She forced a deep breath through her lungs, exhaling slowly to calm the emotions fluttering too close to the surface. For a moment she’d actually thought he meant to kiss her. But she’d never been much good at reading him, and after two years’ separation he was a virtual stranger to her.
Except he wasn’t.
The guard stood behind Margaret as her cousin entered the room. “Are you finished?”
Lachlan answered before she could. “Almost. Just a few more minutes.”
Bella felt the ridiculous urge to laugh at his affected tone. Was that supposed to be priestly? He didn’t have a pious bone in his body. Even with the hood thrown back over his head, and his attempt to slouch and appear unthreatening, Lachlan MacRuairi looked every inch the battle-hard brute. A man of undeniable and daunting physicality. Perversely, it was one of the things that had attracted her.
Margaret stopped in her tracks. “I’m sorry. I did not mean to interrupt. I can wait—”
“Nay!” Bella said, not giving Lachlan the opportunity to agree. She didn’t want to be alone with him. “As the good father said, we are almost done.”
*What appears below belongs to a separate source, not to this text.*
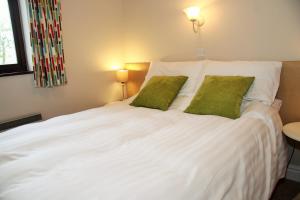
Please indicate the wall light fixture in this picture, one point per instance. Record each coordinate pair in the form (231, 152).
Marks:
(194, 15)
Margaret looked back and forth between her and the “priest,” a puzzled frown wrinkling her brow. “All right.”
Bella feared the guard had noticed her jumpiness. He gave her a hard look. She forced a serene expression and met his gaze unflinchingly until he closed the door.
Lachlan tossed his hood back angrily. “What the hell do you think—”
Margaret’s gasp stopped him.
He cursed under his breath, shooting Bella a glare as if it were somehow her fault he’d forgotten, and then turned to her cousin. “Lady Margaret,” he whispered with a short nod. “I’m sorry to startle you. I’ve come to get your cousin out of here, only it seems she’s refusing to go.”
Margaret turned her surprise to Bella. “What’s this, Bella? Of course you must go. If there is a chance to be free—”
Bella shook her head. “I can’t.”
Margaret looked to Lachlan as if she hadn’t spoken. Bella owed her cousin so much. For two years she’d stood by her side, braving the horrible castle every day to attend her, keep her company, and bring her what news she could of the outside world. But Margaret’s ready alliance with Lachlan—in the face of everything he’d done to them, or they thought he’d done to them—felt like a betrayal. “What is your plan?” Margaret asked him. “How can you sneak her out of the tower?”
“Not the tower,” he said. “Tomorrow, on the road. You will be traveling with the countess?”
Margaret nodded, and Bella didn’t bother to correct him about her title.
“Good,” he said. “My men and I will attack your carriage, in the forest on the outskirts of town. I need you to be ready. Do not come out until it is over. I don’t want either of you to be harmed.”
Bella told herself not to listen. It would only make it harder. But her heartbeat quickened.
“What if something goes wrong?” Margaret said. “The constable will have us well guarded.”
“You’ve nothing to fear, my lady. My men will take care of the soldiers. An entire army would not stand in our way.”
Maybe not, but she would. “I’m not going,” Bella said resolutely.
“But why not?” Margaret said, confused. “Do you wish to take the veil?”
“The veil?” Lachlan asked.
Margaret nodded. “They are forcing her to take the veil.”
He swore.
Bella shook her head, scared that if she tried to speak, the tears closing her throat would break free.
“Then why not?” Margaret asked.
Lachlan’s mouth thinned. “Your cousin doesn’t trust me.” He pulled Robert’s ring out of the leather bag around his waist. “I brought proof that the king sent me, but it will not persuade her.”
That wasn’t the reason. But he was right: she didn’t trust him.